The water was cold, no matter how warm the day was. I could reach into the dark, but not for long. It was too cold.
Nana used the captive rain to fill her watering cans to water her delicate flowers. Marigolds, pansies, snapdragons. The flowers were everywhere. And the mystery at the bottom of that big steel barrel never got any clearer as the level dropped lower and lower and lower into the shadow. It just became more of a mystery. What was at the bottom? I never saw it. And every time I returned to Nana’s house and ran down the wooden stairs and out the back door to inspect the big rain barrel, it was full.
It’s not there anymore. I don’t know what happened to it. One day, long before it disappeared, I just stopped looking in it. Then it was gone. Still a mystery.
I always had a job to do at Nana’s house. My job was to mow the large lawn. Her little house was right in the middle of three large city lots on a quiet street, just one house and a laneway away from the corner store where I would buy my FudgeSicles, winter or summer, but especially winter.
Two women owned the store and lived in the house attached to it. One of them was tall and had bright red hair. She looked a little like my grandfather on my Mom’s side when he took his teeth out. The other woman was shorter, plump and walked with a prominent limp. There were always family whispers about the two of them. No one ever said anything to them. And we went to their store all the time. The first day she met me, Red was the first one to call me a little girl. I was thrilled. I was always happy to see Red after that.
Our favourite game in the afternoon, my sister and I, was sitting at the top of the stairs between the kitchen and the upstairs bathroom and  ‘bumping’ all the way down on our bottoms, like two giggling Slinkys. It wasn’t something we were supposed to do. I remember being told that. We did it anyway.
In the evenings, my sister and I were always invited to the kitchen table to play cards with Nana. She loved to play card games. I loved the card games. Nana loved to win.
Bedtime was so familiar, so peaceful. Nana would say, “I love you just the same.” Just the same. She said that a lot. It was the old Scot in her. Hearing it was part of the experience.
I slept in the old iron bed her mother gave to her, in the upstairs bedroom, the one with the gabled roof and the “cubby” for my clothes and no door for privacy. It was impossible to sleep anywhere in the bed except in the middle of it, directly in the middle, where there seemed to be a dent in the mattress. Nana always put a high-back chair next to the bed to make sure I wouldn’t fall out. But once I was in the dent, I was there for the night.
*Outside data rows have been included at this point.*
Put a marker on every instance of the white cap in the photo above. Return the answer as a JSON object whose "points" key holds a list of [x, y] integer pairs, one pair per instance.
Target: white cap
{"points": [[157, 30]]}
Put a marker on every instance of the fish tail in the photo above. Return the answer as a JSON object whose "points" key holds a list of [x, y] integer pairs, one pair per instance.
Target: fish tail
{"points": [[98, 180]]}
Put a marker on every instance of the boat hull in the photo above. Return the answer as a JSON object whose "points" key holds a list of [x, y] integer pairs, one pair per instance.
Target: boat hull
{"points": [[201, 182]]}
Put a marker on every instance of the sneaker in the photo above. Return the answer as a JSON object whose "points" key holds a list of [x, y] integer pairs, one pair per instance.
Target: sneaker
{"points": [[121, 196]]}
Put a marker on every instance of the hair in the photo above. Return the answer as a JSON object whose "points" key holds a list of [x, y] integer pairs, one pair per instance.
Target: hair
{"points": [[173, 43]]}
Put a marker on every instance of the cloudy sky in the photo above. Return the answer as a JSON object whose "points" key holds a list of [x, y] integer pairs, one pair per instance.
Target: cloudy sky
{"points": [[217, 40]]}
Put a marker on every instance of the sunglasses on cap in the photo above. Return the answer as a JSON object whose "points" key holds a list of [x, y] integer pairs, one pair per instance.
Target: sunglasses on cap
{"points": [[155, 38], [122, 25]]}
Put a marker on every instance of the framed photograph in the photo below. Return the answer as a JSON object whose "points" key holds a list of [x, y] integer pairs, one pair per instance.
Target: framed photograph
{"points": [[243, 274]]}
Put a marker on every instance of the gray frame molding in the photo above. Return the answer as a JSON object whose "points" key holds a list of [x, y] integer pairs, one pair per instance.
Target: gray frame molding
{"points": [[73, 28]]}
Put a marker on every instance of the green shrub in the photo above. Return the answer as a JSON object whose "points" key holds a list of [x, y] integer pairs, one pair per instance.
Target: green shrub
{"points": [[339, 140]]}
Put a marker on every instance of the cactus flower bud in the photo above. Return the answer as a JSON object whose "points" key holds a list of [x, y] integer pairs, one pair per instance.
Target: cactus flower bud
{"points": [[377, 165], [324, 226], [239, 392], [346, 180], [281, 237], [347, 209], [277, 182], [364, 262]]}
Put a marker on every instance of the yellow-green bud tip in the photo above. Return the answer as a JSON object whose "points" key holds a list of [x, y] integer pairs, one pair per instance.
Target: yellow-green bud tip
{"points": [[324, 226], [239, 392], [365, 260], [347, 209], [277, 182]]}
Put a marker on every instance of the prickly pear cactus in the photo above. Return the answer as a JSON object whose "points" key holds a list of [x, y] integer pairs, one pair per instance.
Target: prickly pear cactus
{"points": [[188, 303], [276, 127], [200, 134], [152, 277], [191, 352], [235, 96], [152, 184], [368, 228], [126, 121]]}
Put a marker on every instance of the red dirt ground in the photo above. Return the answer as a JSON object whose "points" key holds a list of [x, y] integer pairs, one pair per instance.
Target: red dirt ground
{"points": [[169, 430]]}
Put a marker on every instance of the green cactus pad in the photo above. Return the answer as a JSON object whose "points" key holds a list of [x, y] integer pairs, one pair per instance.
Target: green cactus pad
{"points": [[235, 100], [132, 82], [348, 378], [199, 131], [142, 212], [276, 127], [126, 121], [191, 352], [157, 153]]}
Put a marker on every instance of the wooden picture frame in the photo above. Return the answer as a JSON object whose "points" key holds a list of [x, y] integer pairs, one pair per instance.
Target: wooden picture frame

Once in a while, she would sing to me, an old Scottish song. I don’t think it was a lullaby.. But it was comforting. And then she said, “Shut your een.” I still don’t really know what she meant. Doesn’t matter. I sometimes say it to my son.
When Nana left the room, she left the soft orange glow of my night light. A little disc, about the size of a 50-cent piece that sat directly in the wall socket, glowing like a harvest moon. For years, I fell asleep in the glow of that night light.
The old house is gone. So is the rain barrel and the iron bed and the flowers and the staircase and the card games. Even the night light is gone. And Nana left us two days after my son was born.
I love spending days and nights with my son.